Zur Erklärung: ich in seit neuestem stolzer Besitzer einer Royal Enfield, Modell Meteor 350. Noch in Thailand hatte ich den Deal eingefädelt, mein Dank geht an dieser Stelle an den überaus netten Verkäufer Christian aus Aschaffenburg, der mir nach eine Anzahlung die Papiere für die Anmeldung zukommen lies und insgesamt einfach eine total entspannte Art hat. Dass er mir nun heute, beim Abschluss des Kaufs, zum ersten mal mitteilt, dass die Motorkontroll-Leuchte ständig leichtet, schockt mich nicht. Ich vertraue dem jungen Mann, dass mit der Maschine (Baujahr 2021) technisch alles in Ordnung ist und er gibt mir die Hand drauf – das muss reichen. Ich werde den Fehler – so wie er es mir rät – demnächst mit einem Prüfgerät auslesen und löschen lassen.

Das hätte man verschieben müssen! Sagt der Mann, der eine leichte Form von Stottern zu haben scheint. Er meint die Überführung des Motorrades aufgrund des schlechten Wetters und erzählt mir dann ganz ergriffen von seinem „Lehrer“, der immer anhand der Wolken genau vorhersagen konnte, ob es bald regnen würde oder nicht. Das Gespräch, das sich zwischen uns entwickelt, ist – wie der Sturm draussen – wild. Ich erinnere mich nicht mehr genau an jedes Wort, aber irgendwie versuche ich anzudeuten, dass man manchmal auch einfach machen muss. Dass Fehler auch sein dürfen. Dass es Ungewissheiten gibt und, dass die Frage nach dem, was wir kontrollieren können und wollen, immer auch eine Frage danach ist, ob wir Gottvertrauen haben – oder eben nicht. Am Ende unseres Gepräches finden wir einen wunderbaren versöhnlichen Abschluss – das war anders, sagt dieser Mann, dem ich von Herzen alles Liebe für seine Zukunft wünsche, und er macht dazu eine Handbewegung, die das Gesagte unterstreichen soll. Irgendwie bin ich ganz froh, dass ich das ganze nicht verschoben habe und heute diesem Mann begegnen durfte, es fühlt sich stimmig an.
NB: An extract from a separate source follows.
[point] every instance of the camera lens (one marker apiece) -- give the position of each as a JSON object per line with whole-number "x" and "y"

Es ist nicht meine erste Motorradüberführung, aber es ist ähnlich anstrengend und herausfordernd wie die letzte, erinnere ich mich. Das Autobahn fahren ist einfach heftig bei der Kälte, der Winddruck, die Windgeräusche im Helm, die Raser, Deine Körperteile werden langsam aber beharrlich zu Eisklötzen. Immerhin, bisher konnte ich dem Regen entgehen. Und plötzlich endet die Autobahn, in Hessen bei Fulda schickt mich das Navi irgendwie über ein paar echt schöne Landstrassen und zum ersten mal kommt Freude auf beim Fahren, Ich habe die leere Strasse für mich und kann meine neue Dame ein bisschen die Hügel hoch und runter treten, das macht Spass, sie blubbert ordentlich und ich merke wie sich mein Mindset – wieder einmal – vom Dunkel ins Licht hebt. Ich mache nochmal Pause beim McDoof und stelle wieder einmal fest, wie ähnlich Dland inzwischen Amiland ist. Du fährst durch eine verlassene Ödnis, um dann, wenn Du bei McDoof reingehst, festzustellen: ach hier sind ja alle! Burger und Kaffe werden verputzt und das Handy wieder geladen. Weiter gehts.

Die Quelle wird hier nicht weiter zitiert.